Benefits such as Life, AD&D, Dependant life, LTD and Critical Illness are all typically rated using a pooled approach. This is due to the low claim incidence but high cost claims. For example, a group could go for several years without ever having a life claim, but than suddenly make a life claim for $500k. No group, particularly a small group, is ever going to generate $500k worth of Life premiums, so there is no chance of this one group ever covering the cost of that single claim. To counteract this, the Life premium from several thousand other groups are all ‘pooled’ together and used to cover the cost of all of the pools Life claims.

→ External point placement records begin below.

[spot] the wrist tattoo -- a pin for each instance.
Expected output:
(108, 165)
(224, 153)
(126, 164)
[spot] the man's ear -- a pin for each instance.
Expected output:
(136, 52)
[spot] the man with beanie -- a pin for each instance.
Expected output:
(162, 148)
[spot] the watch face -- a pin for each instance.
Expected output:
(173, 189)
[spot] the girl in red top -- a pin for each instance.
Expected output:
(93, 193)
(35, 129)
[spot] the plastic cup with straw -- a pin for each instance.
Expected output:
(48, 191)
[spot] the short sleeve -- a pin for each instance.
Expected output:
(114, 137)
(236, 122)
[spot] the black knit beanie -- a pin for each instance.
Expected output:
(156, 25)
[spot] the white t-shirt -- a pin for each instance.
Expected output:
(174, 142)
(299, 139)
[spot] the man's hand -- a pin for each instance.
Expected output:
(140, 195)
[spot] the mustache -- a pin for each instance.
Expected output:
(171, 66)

This is a very similar model to other types of insurance, such as property insurance, where the % of customers that make a claim are very small, but the claims themselves are very large.

Rates for pooled benefits are influenced by the overall experience of the pool. This means if the claims experience of the pool was higher than expected, all groups within that pool may see an increase, regardless of their own claims experience or manual rate adjustments.

Manual Rates

To calculate rates for pooled benefits, manual rates are used. These are exactly what they sound like, rates from an underwriting manual. These manual rates are determined by actuaries and are regularly reviewed and updated.

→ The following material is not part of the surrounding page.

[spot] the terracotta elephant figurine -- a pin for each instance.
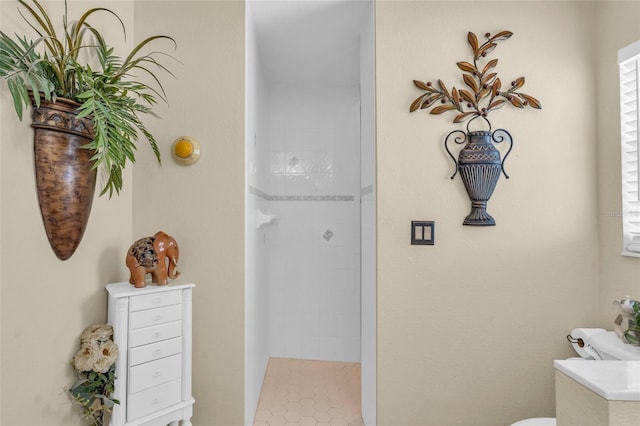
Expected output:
(157, 255)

Each employee’s manual rate is calculated and then these are blended together to calculate the overall rate for the class. There are several factors that influence the manual rates. Note that the following is not intended to be an exhaustive list, rather it is a sample of some of the many factors. Also note that the factors used varies between insurance carriers, which means that pooled rates often see far more variance between carriers than experience rated benefits (particularly LTD).

Age

The age of each employee affects their manual rate, with older employees posing greater risk and therefore having higher manual rates. Note that as group benefits are typically sold on a one year renewable contract the rates are reviewed every year, and if nothing else changes in the group all employees will be one year older, thus increasing the pooled rates (presuming no-one has aged past the termination age of each benefit).

Age/Volume distribution

In a group with a flat benefit (for example, a flat $50k life benefit) then all employees have the same volume, and age/volume distribution doesn’t come into play. However, for a group where the volume is based on salary, the age distribution of that volume becomes important.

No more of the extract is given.